However, plants and animals that get domesticated by civilization, tend to flourish, but other kinds of creatures get crushed out of the way, lost. So if apple fruit material could be grown in sheets for biofuels, it might also then get cookie-cuttered into neat efficient packages for sale instead of apples, and then apples themselves might cease to be tended in orchards.

Such changes need to be responsibly orchestrated into the bigger picture; which unfortunately is rarely done nowadays since "there is no money in it." Only in the long term, big picture, are such things visible as being very economically wise. Growing small apple orchards, or apple trees as part of a forested landscape of diversity in a responsibly tended way, might become a part of civilization's solid progress. Same philosophy for all other kinds of fruit trees ... and other food sources.
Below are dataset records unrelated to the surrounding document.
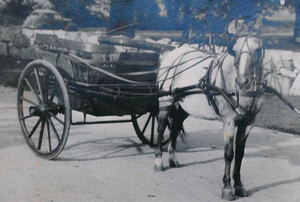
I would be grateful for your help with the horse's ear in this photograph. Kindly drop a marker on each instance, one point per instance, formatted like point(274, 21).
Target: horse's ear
point(230, 48)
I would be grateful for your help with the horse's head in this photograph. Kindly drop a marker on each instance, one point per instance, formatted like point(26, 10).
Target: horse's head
point(248, 55)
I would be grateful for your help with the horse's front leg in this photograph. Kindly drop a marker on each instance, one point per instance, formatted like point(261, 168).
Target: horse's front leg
point(228, 133)
point(241, 137)
point(162, 123)
point(178, 115)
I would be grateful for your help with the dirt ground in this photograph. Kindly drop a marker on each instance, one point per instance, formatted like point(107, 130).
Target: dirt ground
point(109, 163)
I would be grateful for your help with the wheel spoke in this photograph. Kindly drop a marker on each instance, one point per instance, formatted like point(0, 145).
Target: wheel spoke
point(29, 101)
point(34, 128)
point(33, 91)
point(57, 119)
point(53, 94)
point(39, 84)
point(49, 138)
point(146, 124)
point(41, 135)
point(26, 117)
point(53, 128)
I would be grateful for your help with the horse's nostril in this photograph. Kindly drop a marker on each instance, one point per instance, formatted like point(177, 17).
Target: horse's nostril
point(246, 81)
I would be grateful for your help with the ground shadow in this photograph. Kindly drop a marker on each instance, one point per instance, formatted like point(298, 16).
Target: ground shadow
point(271, 185)
point(103, 149)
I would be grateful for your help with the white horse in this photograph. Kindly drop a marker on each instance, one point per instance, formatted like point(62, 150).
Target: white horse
point(238, 74)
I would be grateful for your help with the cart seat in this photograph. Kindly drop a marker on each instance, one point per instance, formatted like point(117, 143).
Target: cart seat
point(52, 42)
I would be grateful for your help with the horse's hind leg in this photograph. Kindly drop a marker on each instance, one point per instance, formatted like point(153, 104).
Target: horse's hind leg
point(164, 110)
point(178, 115)
point(241, 137)
point(228, 133)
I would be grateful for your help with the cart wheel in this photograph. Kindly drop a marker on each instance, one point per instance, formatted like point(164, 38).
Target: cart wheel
point(43, 109)
point(148, 133)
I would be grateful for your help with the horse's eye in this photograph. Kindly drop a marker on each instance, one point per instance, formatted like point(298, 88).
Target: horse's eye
point(231, 51)
point(258, 52)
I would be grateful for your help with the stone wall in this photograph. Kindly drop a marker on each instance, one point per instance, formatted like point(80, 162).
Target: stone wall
point(281, 67)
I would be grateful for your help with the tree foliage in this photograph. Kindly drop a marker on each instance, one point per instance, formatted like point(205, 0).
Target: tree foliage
point(78, 11)
point(15, 11)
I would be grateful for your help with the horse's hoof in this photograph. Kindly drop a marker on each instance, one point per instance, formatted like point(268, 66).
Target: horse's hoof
point(158, 165)
point(173, 163)
point(227, 194)
point(240, 191)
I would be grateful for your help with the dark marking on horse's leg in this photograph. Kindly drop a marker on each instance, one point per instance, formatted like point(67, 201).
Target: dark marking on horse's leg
point(178, 115)
point(228, 132)
point(162, 124)
point(241, 138)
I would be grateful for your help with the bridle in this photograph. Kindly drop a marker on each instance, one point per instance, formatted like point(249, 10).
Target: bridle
point(244, 88)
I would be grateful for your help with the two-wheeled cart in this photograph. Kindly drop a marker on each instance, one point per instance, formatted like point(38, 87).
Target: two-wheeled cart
point(94, 79)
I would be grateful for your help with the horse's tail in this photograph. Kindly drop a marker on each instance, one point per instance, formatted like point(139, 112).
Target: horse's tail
point(183, 136)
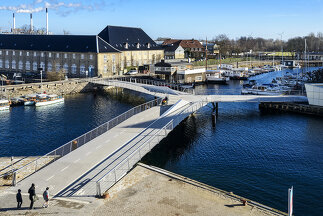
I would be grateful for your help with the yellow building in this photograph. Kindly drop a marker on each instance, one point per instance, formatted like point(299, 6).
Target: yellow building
point(110, 53)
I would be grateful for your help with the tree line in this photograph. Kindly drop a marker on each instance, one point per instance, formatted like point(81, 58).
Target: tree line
point(229, 46)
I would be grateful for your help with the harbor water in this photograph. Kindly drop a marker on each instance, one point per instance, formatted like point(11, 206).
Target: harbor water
point(255, 155)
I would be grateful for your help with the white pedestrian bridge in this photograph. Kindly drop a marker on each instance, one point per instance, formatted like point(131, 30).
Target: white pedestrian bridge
point(90, 164)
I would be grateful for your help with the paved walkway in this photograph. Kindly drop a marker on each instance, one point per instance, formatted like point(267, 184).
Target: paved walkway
point(74, 175)
point(147, 191)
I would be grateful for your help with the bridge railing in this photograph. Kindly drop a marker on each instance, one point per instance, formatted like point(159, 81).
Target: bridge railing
point(177, 87)
point(239, 92)
point(65, 149)
point(124, 165)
OK I can't resist flapping away more with this, and so visualizing growing a tree whose trunk is in the size and shape of a 2 x 4 stud 8 feet long at harvest. No huge logger trucks or sawmill needed. And I recall when I was a boy, fantasizing growing houses by planting and tending various kinds of trees and vines etc to grow into the frame and walls and roof of a house. One could start on a plot of land and start growing such houses; when the first one was adequately grown, install remainder of plumbing, electricity, and move in, live there while tending houses nearby similarly, producing houses year after year for sale, a type of farming. I have it mentioned somewhere on one of my web pages probably one of my old earthlink.net/~jedcline pages, since several years ago I got an email from someone in Hawaii who was building a full sized home supported by three - Banyan? - trees, had seen the page and was looking for ideas."